For hydroxycinnamates and flavonoids, the proposed metabolic pathways could be further confirmed looking at the incorporation of labeled phenylalanine. Stable isotopic labeling with 13C6‐phenylalanine was applied not only as a mean to measure metabolic fluxes (Antonio et al., 2013; Fernie and Morgan, 2013), but also with the aim of supporting the annotations of metabolites based on the network approach (Giavalisco et al., 2009). Preferential enrichment of the label towards hydroxycinnamates, and a minor incorporation of 13C6‐phenylalanine into flavonoids was shown. This result could be interpreted as a significantly higher flux towards the latter, and could be anticipated considering the relationship between hydroxycinnamates and lignin biosynthesis, one of the largest carbon sinks in most land plants (Wang et al., 2018). The lack of incorporation of the labeled phenylalanine into saponins is probably due to the different biosynthetic origin of these molecules. Triterpene saponins are derived from the mevalonate isoprenoid pathway, and their diversity is achieved through subsequent modifications of aglycone downstream of 2,3‐oxidosqualene cyclization (Seki et al., 2015). Further support to our proposed pathways for saponin biosynthesis in Phaseolus would therefore require the use of a different labeled precursor (e.g., labeled mevalonate; Trojanowska et al., 2001).

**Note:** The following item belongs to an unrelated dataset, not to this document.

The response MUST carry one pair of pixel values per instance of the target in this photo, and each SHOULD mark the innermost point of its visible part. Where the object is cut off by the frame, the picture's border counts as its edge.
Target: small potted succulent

Our study showed that hydroxycinnamates, flavonoids and triterpene saponins have highly distinct accumulation profiles across the four sampled tissues. A wide variation in these three classes was also observed across the accessions. Although two of the accessions analyzed here (MD and MW) were selected to maximize genetic diversity (from a larger panel described in Bellucci et al., 2014), we anticipate that a much wider metabolic diversity in specialized metabolites would emerge from profiling larger collections of accessions (ongoing in the Bean Adapt project; http://www.beanadapt.org/site/). In a recent study, the profiles of over 300 mass signals from trifoliate leaves of 29 accessions of P. vulgaris (a set including domesticated and wild accessions from the Mesoamerican, Andean and Inca gene pool) efficiently discriminated different Phaseolus gene pools and clustered the wild forms away from the domesticated accessions. The metabolic data were highly consistent with the genomic differentiation of the accessions. In particular, the combination of the metabolic profiles with the genetic data showed that the production of flavonoids (kaempferol and luteolin) was associated with the intraspecific differentiation and to the species radiation across the whole geographical distribution of Phaseolus (Rendón‐Anaya et al., 2017). Diversity of flavonoids in P. vulgaris could have a functional significance and possibly also reflects the role that these metabolites have in the interaction with rhizobia and establishment of nodulation (Ng et al., 2015).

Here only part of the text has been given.